Он поднялся с кресла и по-кошачьи потянулся, слегка выгнув спину.   
    - Разумеется. Однако нам с вами предстоит ещё обсудить некоторые детали, включая персоналии…

                Разведка боем

    Хроника событий

    Андрей Викторов, «Сегодня», 13 ноября 1999 года.
    «Вчера утром подразделения внутренних войск приступили к зачистке Гудермеса. Полномочный представитель правительства России в Чечне, вице-премьер Николай Кошман заявил, что над городом поднят российский флаг и что сейчас «речь ведётся о том, чтобы создать там районную и городскую администрации». Своё мнение он обосновал тем, что в Грозном, «всё, что было отстроено в последнее время, разрушено и взорвано»

    Как ни старались засекретить использование УВПП, скрыть от Пименова последние поездки было невозможно. Более того – Александр Петрович внезапно припомнил тот давнишний разговор с Перхуновым. Тогда он счёл услышанное литературной фантазией, но теперь… Неужели кому-то всерьёз пришло в голову «ворошить прошлое»? Ведь это же самоубийство! Но как иначе понимать отправку двух десятков явно военных людей в пятый век? И что теперь делать, к кому обращаться? 
    Между тем группа в V веке уже несколько раз не вышла на связь, и её провал можно было считать свершившимся фактом. Это был тяжёлый удар для разработчиков операции, и прежде всего для Сарматова. Приходилось действовать по сокращённому варианту и следующую разведку проводить непосредственно на британской территории.
    … Когда перестало трясти и более-менее отступила тошнота, они один за другим вылезли из УВВП. Первый вздох был настоящим шоком: воздух оказался терпким, как газировка, он почти обжигал горло и лёгкие и вызывал пьянящее ощущение. Они стояли и смотрели.
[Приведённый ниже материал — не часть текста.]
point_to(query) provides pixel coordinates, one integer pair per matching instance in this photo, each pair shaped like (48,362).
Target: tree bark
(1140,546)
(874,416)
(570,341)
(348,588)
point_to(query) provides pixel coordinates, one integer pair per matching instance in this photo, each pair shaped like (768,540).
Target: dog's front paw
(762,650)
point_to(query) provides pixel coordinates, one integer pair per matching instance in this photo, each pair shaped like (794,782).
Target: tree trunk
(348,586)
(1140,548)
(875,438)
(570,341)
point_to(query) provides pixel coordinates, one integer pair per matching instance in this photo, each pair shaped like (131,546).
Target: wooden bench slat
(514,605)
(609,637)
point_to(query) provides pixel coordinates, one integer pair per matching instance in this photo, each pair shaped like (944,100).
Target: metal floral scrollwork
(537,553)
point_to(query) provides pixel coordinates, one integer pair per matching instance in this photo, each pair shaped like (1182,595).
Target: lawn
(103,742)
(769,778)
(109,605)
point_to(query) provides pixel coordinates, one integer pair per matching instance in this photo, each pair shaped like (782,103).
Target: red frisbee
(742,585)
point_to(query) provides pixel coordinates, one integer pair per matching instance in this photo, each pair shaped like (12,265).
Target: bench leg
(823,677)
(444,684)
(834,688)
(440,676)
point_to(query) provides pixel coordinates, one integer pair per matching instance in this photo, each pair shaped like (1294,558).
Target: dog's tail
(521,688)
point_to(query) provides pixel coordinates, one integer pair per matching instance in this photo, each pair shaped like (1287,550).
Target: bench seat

Пейзаж, в отличие от воздуха, выглядел вполне привычно и мало чем отличался от их тренировочной базы в Манькове. Установка стояла в лесу, не на полянке, а именно в лесу, в чаще, одним боком упираясь в ствол дерева, прогнувшийся под её тяжестью. Рядом возвышался большой муравейник, вокруг которого кипела сложная муравьиная жизнь. Несмотря на влажную погоду, солнечные блики проникали сквозь кроны деревьев. Птицы, видимо, напуганные появлением установки, некоторое время молчали, но вскоре защебетали на разные голоса, затренькали и зачирикали, почти заглушая остальные лесные звуки.
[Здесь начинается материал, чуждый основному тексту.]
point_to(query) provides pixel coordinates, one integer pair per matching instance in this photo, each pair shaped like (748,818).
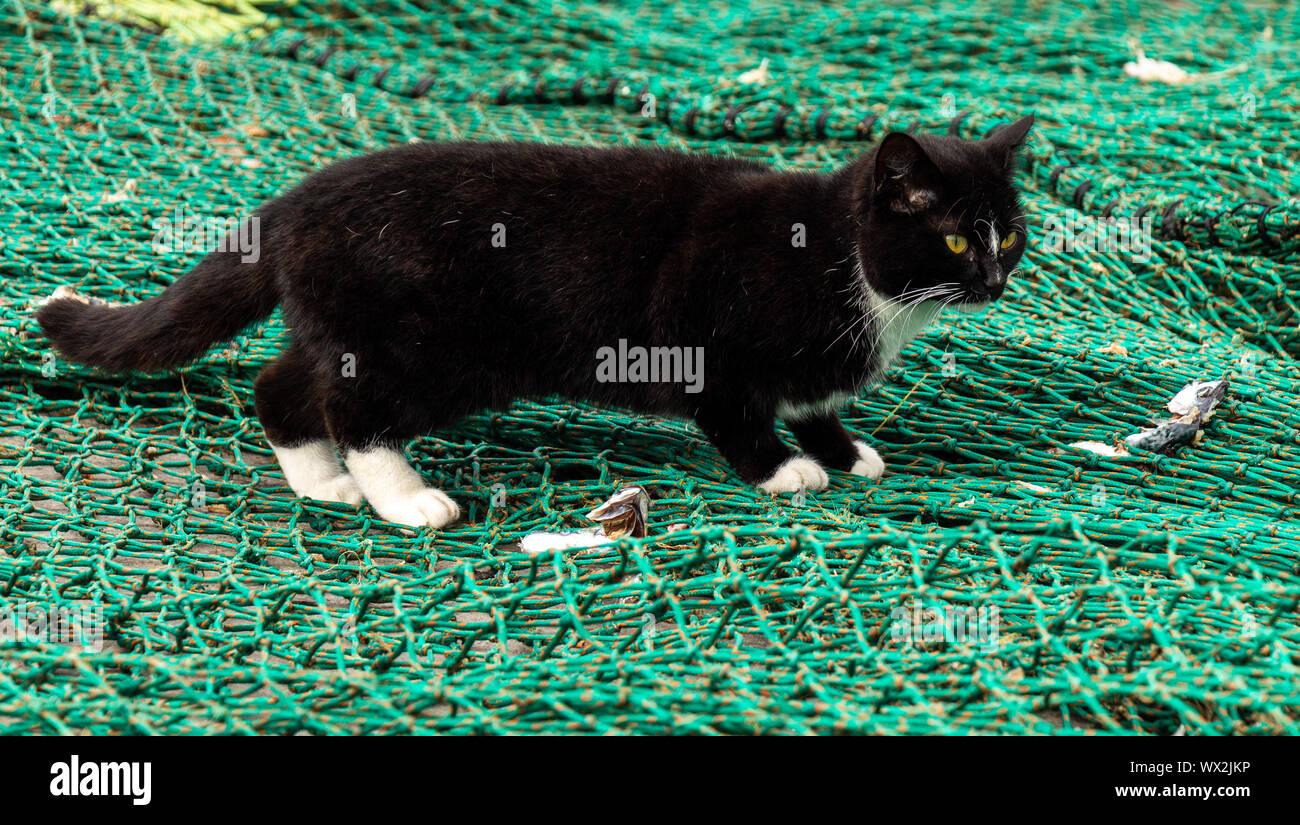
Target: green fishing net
(997,580)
    Как и было обговорено заранее, Семенюта и Желдин остались для охраны, а капитан с Шапориным отправились на разведку. Под ногами лежал толстый слой пожухшей травы, пожелтевших листьев и всякой мелочи; идти по нему было легко, однако деревья стояли очень плотно, и ветки часто тыркались им в лица. Летающих насекомых почти не было, а десантники их больше всего опасались.
    Примерно через полчаса они обнаружили, что идут по тропинке. Она была еле видна, но, присмотревшись, можно было различить отпечатки босых ног, небольшие и очень слабые – люди, ходившие по тропе, явно были невелики ростом и весили немного.
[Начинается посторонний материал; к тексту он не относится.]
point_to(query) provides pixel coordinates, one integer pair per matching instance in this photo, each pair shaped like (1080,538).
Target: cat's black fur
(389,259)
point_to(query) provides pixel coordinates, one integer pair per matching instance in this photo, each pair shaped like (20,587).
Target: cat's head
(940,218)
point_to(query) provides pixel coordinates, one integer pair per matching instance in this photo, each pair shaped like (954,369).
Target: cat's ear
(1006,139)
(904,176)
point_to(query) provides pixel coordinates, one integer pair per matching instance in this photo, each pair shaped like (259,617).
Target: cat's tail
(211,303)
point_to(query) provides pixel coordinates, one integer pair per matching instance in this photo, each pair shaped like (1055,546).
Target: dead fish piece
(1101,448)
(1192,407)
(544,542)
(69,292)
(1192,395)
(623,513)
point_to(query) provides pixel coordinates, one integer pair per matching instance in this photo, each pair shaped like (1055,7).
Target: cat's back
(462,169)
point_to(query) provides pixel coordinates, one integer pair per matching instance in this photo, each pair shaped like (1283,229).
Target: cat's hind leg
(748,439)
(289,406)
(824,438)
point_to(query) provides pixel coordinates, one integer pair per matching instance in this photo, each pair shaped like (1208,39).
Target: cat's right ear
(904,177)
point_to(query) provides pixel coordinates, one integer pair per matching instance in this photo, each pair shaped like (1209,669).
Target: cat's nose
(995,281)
    Ещё минут через сорок между деревьями показался просвет. Капитан вышел на лужайку первым. Он сделал несколько шагов, остановился, обернулся к Шапорину. Тут же раздался лёгкий свист, и капитан упал в траву. Из его затылка торчала длинная стрела. Сергей метнулся назад, сорвал автомат и дал длинную очередь веером по другой стороне поляны. Во рту сразу стало сухо. Он знал, что должен попытаться добраться до капитана, но его охватил ужас, и он опрометью кинулся бежать, почти не отдавая себе отчёта в том, что делает. Обратную дорогу через лес глаз вычислял автоматически. Ему всё время казалось, что сейчас снова засвистит стрела, и он упадёт здесь, в двух тысячах лет от дома, от Маринки, от Котика, и никто никогда его не найдёт в этом страшном чужом мире…          
    Амброзий спал в шатре на большом куске войлока, укрывшись бараньим тулупом.    
    Проснулся он на рассвете, в конце четвёртой стражи. Какая-то птица свистела и щёлкала в ветвях, другая откликалась ей с соседнего дерева. Ноздри слегка щекотал запах прогоревшего костра. Поёживаясь от утреннего холода, он встал, обулся и вышел из шатра. Двое дежурных офицеров и шестеро стражников, сидевшие у входа, поднялись, чтобы его приветствовать.
    Шатёр Амброзия почти не отличался от других, разве что был несколько выше. Зато перед входом в него было воткнуто два больших копья, украшенные  развевающимися на ветру пурпурными лентами и увенчанные золотыми драконами с огромными пастями и длинными хвостами.
- Маддан, – обратился он к одному из дежурных, – вызови Буеля. А ты, Гай, собери ко мне командиров, когда клепсидра опустеет.
    Офицеры ушли. Сопровождаемый двумя стражниками, Амброзий спустился к ручью, умыл лицо в холодной воде и напился из сложенных ладоней. После этого он вернулся к площади возле шатра. Лагерь ещё спал, но кое-где воины уже возились возле палаток, разжигая костры. Кто-то тащил из леса хворост, командиры когорт проверяли, все ли на месте, не сбежал ли кто ночью.
    Когда офицеры собрались в шатре командующего, вернулась первая группа разведчиков с плохой новостью. Дней шесть или семь назад скотты, напав неожиданно на вспомогательный лагерь, захватили большую часть припасов. Поля на много миль вокруг были сжаты, и всё это время разведчики прочёсывали окрестности в поисках продовольствия. Вчера они обнаружили наконец в двух лигах на юго-востоке большую несжатую полосу. Вечером туда отправили когорту Кассивелауна, и вот сейчас разведчики сообщили, что она попала в засаду. Скорее всего, скотты оставили полосу специально, зная, что рано или поздно они к ней выйдут. Охрану Кассивелаун, как выяснилось, не выставил, чтобы не отвлекать людей от уборки; в результате почти все солдаты погибли или были захвачены в плен.   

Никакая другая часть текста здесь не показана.